Beatrice Hasell-McCosh‘s work uses natural form and the tradition of landscape painting as the lens to explore emotional themes, identity linked to place and human connection. Drawing is vital to her practise and she uses closely observed studies made from life to make large-scale paintings. Beatrice works as much from memory as from the studies and, in playing with scale, the focus of importance gives way (from direct figurative representation) to a flattened abstraction with aesthetic choices relating to composition, texture and gestural use of colour taking on the primary importance. With a degree in English and Classics reading widely around a subject is central to her practise. The titles of each large work cite the disparate elements of this research from literature to pop culture, song lyrics and art historical links.

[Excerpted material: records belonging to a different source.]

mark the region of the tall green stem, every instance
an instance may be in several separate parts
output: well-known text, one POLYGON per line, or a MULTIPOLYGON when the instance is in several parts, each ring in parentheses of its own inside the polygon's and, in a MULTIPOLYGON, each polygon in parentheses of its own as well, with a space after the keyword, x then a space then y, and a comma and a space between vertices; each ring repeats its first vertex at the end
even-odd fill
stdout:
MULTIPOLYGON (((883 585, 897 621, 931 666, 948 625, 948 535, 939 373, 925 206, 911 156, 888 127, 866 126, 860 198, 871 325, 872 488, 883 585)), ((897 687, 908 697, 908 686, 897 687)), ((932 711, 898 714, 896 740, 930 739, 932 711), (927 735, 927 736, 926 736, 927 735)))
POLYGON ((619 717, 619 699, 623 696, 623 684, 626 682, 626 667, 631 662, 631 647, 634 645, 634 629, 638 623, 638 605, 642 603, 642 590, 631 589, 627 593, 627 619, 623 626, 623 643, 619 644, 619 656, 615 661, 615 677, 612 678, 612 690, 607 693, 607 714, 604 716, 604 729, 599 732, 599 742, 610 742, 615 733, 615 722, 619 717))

Beatrice’s recent work is a series of diptychs, triptychs and monumental paintings around the theme of separation and emotions associated with enforced isolation. Notably her paintings don’t include any figures or animals. She has continued with the concept of work presented in various parts (the subject of nature limited by an enforced human shape), a motif which began after a trip to Japan in 2018. Kintsugi and the idea of beauty in imperfection has been
significant in her thinking since then and it is seen in a number of her works where the different elements of the triptych or diptych are uneven. She is also interested in the permanence of work and the splitting up of works made together. Her influences are wide ranging, from music - recently Lizst and Laurie Anderson) - to Disney productions set design, comic book strips, 1950’s adverts, Chagall’s stained glass, the freezing of a moment in Robert Brownings poetry and the Hardwick Hall Tapestries in the V&A.
During the first lockdown in 2020 Beatrice drew comfort from the routine of making small watercolour sketches in the garden. As humans shrunk away from each other the reassuring continuity and cycle of nature became completely absorbing to the artist who, over a period of 6 months, watched and drew from the same spots continuously seeing plants grow up, crowd together (in antithesis to human society) blooming and dying and being replaced with the new. During such a period of uncertainty, painting in large scale also worked as a therapeutic physical act of choice and control rather than big things becoming overwhelming. Recently she has been working on large works on canvas to be installed as murals.